What’s Up with “Brand”?
If I were looking at this book in the bookstore, I’d be slightly annoyed by the use of “brand” in relation to Jesus. Isn’t American Christianity already overly influenced by our consumer culture? As if the telling of good news is nothing more than a marketing challenge or churches competing with each other over the same population of customers?
So it’s a fair question: why even use a word like “brand” to describe the spirituality that Jesus forged? Here’s my long and winding answer to that excellent question.
I first started using the term “Jesus brand spirituality” as a kind of “toss off” phrase in personal conversation and in a few sermons. I didn’t think much of it, until a member of our church at the time, Tami Heim, who was running Borders Books (a company founded here in Ann Arbor) told me that she was asked by some co-workers at Borders to describe the kind of Christianity she was into and she replied, “Jesus brand spirituality.” And it opened up an easy and useful conversation about faith in a setting that was decidedly secular.
Borders of course, being a modern corporation, understands the importance of brand identity. Borders has to set itself apart from all the other bookstores in the bookstore business as the “go to” brand. So by describing her spirituality as “Jesus brand spirituality” Tami was speaking a language understood by her co-workers. With very little explanation, they could understand that Jesus brand spirituality was a particular kind of spirituality over which Jesus held proprietary rights. They could understand that it is different than a “generic” spirituality. And it opened up the issue that is most on the minds of those on the outside of faith looking in: If Jesus is so wonderful, why does the institution that bears his name have so many negative associations attached?
Because, as a person like Tami might explain, there has been a trademark infringement on the Jesus brand. Things have been associated with the religion that bears his name that don’t have any relationship to Jesus, and there are people who care about Jesus and his reputation in this world who are eager to restore the brand. To switch metaphors: to help people on the outside of faith looking in to understand that there is a treasure buried in the field of religion, in spite of all the off-putting association with Jesus faith.
I’m from Detroit, city of. I grew up in the heyday of Detroit as the Motor City, when Ford Motor and General Motors were the brands to beat. It was with great distress, economic and otherwise, that my hometown realized what devastating thing it is, when the brand name of these two companies came to be associated with low quality, rather than high quality. When a company’s brand suffers like that, it takes billions of dollars to reverse the perception. Ford and GM are making great strides in the quality of their vehicles, now on a par with companies like Toyota and Honda, but it will be years yet, and billions more dollars, and I fear more loss of market share, before the public perception is reversed.

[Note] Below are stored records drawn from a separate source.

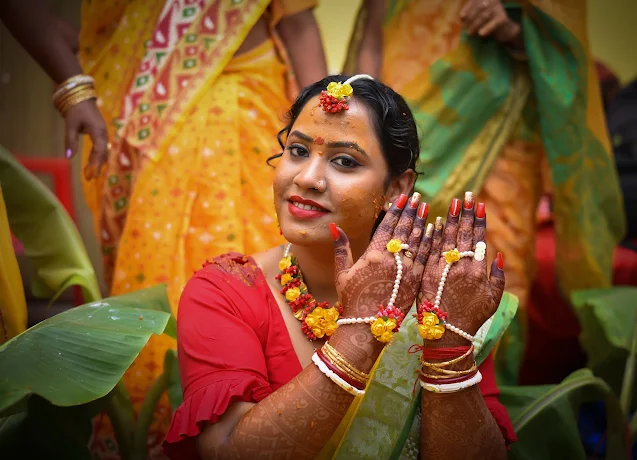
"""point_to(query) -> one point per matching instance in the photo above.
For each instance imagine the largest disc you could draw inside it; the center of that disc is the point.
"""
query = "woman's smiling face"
(332, 170)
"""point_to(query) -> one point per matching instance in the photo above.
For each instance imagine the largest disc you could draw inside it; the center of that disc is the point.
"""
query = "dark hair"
(391, 117)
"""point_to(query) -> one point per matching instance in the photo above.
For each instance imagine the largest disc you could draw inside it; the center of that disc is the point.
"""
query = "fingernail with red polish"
(468, 200)
(336, 235)
(480, 210)
(454, 209)
(423, 210)
(414, 200)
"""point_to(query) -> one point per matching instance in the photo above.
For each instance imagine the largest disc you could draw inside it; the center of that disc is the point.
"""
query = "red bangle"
(340, 373)
(443, 353)
(451, 380)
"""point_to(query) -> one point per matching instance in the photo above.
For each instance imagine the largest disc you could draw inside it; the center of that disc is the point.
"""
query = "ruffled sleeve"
(220, 349)
(491, 394)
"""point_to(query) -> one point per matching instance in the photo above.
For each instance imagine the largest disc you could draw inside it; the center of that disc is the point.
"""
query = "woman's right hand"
(365, 285)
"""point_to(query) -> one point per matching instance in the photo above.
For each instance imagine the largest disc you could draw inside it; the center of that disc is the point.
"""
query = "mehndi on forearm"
(297, 420)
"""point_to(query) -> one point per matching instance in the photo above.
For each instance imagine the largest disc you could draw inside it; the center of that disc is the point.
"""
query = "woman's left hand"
(469, 296)
(488, 17)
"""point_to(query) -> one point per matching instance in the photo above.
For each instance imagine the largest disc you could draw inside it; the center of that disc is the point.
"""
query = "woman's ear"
(399, 185)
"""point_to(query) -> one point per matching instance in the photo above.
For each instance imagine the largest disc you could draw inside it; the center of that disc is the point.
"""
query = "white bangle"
(460, 332)
(335, 378)
(369, 320)
(452, 387)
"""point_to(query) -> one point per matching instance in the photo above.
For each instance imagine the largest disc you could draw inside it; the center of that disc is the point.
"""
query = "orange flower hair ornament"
(334, 99)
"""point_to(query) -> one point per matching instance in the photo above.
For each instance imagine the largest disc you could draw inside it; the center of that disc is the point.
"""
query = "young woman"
(256, 387)
(506, 97)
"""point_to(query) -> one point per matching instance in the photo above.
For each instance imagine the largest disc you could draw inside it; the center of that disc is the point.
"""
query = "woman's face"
(332, 170)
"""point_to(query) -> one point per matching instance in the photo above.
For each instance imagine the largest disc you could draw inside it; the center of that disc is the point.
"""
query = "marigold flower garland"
(336, 96)
(318, 318)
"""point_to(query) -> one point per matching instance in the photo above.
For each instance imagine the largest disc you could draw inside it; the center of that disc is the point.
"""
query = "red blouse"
(231, 349)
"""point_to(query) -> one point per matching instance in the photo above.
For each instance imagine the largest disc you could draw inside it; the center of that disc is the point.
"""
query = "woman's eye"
(346, 162)
(297, 151)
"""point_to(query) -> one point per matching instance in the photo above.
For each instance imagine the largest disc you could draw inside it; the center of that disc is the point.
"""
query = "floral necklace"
(318, 318)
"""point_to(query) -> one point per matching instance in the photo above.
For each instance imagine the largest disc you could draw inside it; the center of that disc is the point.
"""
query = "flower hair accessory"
(335, 97)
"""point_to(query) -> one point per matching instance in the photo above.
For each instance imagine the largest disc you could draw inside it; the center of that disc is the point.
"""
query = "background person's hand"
(85, 118)
(488, 18)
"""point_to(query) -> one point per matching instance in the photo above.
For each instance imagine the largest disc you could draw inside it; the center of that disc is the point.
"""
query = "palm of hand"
(368, 284)
(85, 118)
(469, 297)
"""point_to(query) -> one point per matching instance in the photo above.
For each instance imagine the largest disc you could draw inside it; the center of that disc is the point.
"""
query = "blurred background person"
(507, 103)
(190, 96)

But there’s another reason I decided to stick with the brand metaphor, in spite of the fact that “brand talk” is associated with what might be viewed as crass commercialism. At times, Jesus spoke of his kingdom in the hard-nosed business language of his day. He spoke of the need to invest “talents” (an economic term) for a good return on the investment. He admired “the children of this world” whose hard-headed thinking he wished might rub off on some of his own followers.

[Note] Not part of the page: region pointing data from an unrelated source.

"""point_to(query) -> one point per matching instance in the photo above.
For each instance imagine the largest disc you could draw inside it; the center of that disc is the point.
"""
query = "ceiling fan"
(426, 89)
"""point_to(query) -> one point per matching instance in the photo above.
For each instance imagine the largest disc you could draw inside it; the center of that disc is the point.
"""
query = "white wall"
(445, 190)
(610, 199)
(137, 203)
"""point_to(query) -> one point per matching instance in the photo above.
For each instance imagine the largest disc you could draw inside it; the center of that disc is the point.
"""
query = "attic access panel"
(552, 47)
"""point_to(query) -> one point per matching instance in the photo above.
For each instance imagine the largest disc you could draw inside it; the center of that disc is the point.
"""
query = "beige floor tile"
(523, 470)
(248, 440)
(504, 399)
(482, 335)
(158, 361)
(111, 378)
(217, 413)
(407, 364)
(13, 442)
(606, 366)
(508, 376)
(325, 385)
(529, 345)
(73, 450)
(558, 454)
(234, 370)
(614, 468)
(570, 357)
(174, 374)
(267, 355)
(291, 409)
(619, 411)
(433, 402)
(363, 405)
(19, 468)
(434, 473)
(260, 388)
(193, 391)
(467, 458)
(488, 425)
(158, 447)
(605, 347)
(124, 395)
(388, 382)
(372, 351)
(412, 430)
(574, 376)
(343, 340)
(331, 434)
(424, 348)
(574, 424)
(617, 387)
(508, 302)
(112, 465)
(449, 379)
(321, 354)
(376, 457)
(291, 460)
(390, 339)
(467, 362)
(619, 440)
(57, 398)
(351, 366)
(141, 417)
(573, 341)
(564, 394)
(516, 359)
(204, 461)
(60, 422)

Our society is a consumer society. Consumerism is a language that we all speak. And Jesus doesn’t mind mucking about in our languages. In fact, that’s his mode of operation.
Business isn’t bad. It’s good. Marketing is a fact of human existence. “Brands” are part of this way of thinking. But we have to think more deeply about the Jesus brand than simply applying modern marketing techniques to selling the religion that bears his name. We have to “face the brutal facts” as James Collins, in Good to Great says businesses have to if they want to become the kind of companies that are “built to last.” The brutal facts are these: the Jesus brand has been sullied in the public perception of American culture, at least. Those of us who care about Jesus have to face that and do something about it. Because Jesus wants his religion back.